Abstract Body (Do not enter title and authors here): Background
Marfan syndrome (MFS), a complex multisystem disorder, is caused by autosomal dominant mutations in the FBN1 gene, leading to a deficiency in fibrillin-1 microfibrils, an extracellular matrix component critical for aortic wall structure and function. Recently, the ADAMTS6 gene was shown to co-localize, bind, and cleave fibrillin-1, leading to downregulation of fibrillin-1 microfibril quantity, and thus represents a potential therapeutic target for restoration of aortic wall structure, and prevention of aortic aneurysm formation.
Methods
We generated a conditional smooth muscle cell deletion of Adamts6 in a known chronic MFS mouse model. Echocardiograms were completed in MFS mice with Adamts6 inactivation (“Rescue” mice), non-disease wild type controls (“WT” mice), and MFS mice. Measurements of aortic root size, outflow velocity, left ventricular end diastolic volume (LVEDV), ejection fraction (EF), and mitral E/A ratio were completed to assess cardiac phenotype. Histological sections were then created and used to further assess differences in aortic composition among groups.
Results
Echocardiography revealed a statistically significant difference in aortic root diameter between WT and MFS mice (Mean difference: 0.77 mm +/- 0.16 mm, p <0.001) and between MFS and Rescue mice (Mean difference: 0.62 mm +/- 0.16 mm, p = 0.002).
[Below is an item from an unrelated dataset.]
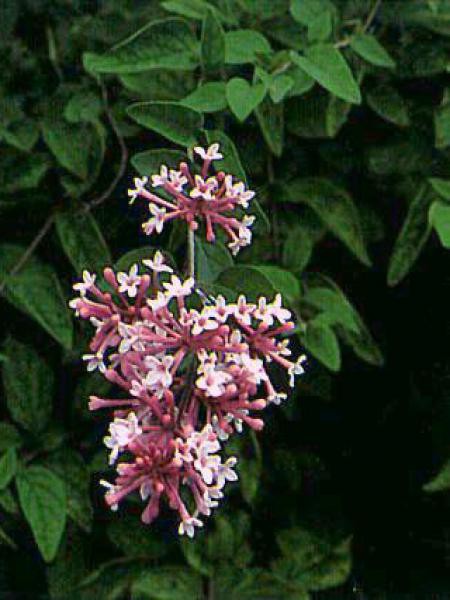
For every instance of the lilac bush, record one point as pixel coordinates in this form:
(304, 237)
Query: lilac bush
(192, 370)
Pulsed-wave doppler across the aortic valve also showed significantly reduced velocity in Rescue vs. MFS mice (Mean difference: 304.4 mm/sec +/- 103.2 mm/sec). There was a significant reduction in mitral valve E wave to A wave ratio when comparing WT and MFS mice (Mean difference: 0.49 +/- 0.18, p = 0.05). Importantly, there was no significant differences in aortic root size, outflow velocity or mitral E/A ratio between WT and Rescue mice (Figures 1 and 2). There were no statistical differences in LVEDV and EF among the three groups. Histologically, Rescue mice sections resembled those of WT mice, with decreased elastin breaks and proteoglycan and collagen accumulation compared to the MFS cohort (Figure 3).
Conclusion
Findings from this study suggest recovery of aortic wall strength and morphology in Rescue mice, consistent with the idea that Adamts6 inhibition may indeed present a possible target for MFS treatment. Ongoing work includes further quantification of aortic structure by histology and single-cell RNA sequencing of aortic tissue from across the three groups to discern changes at the cellular level.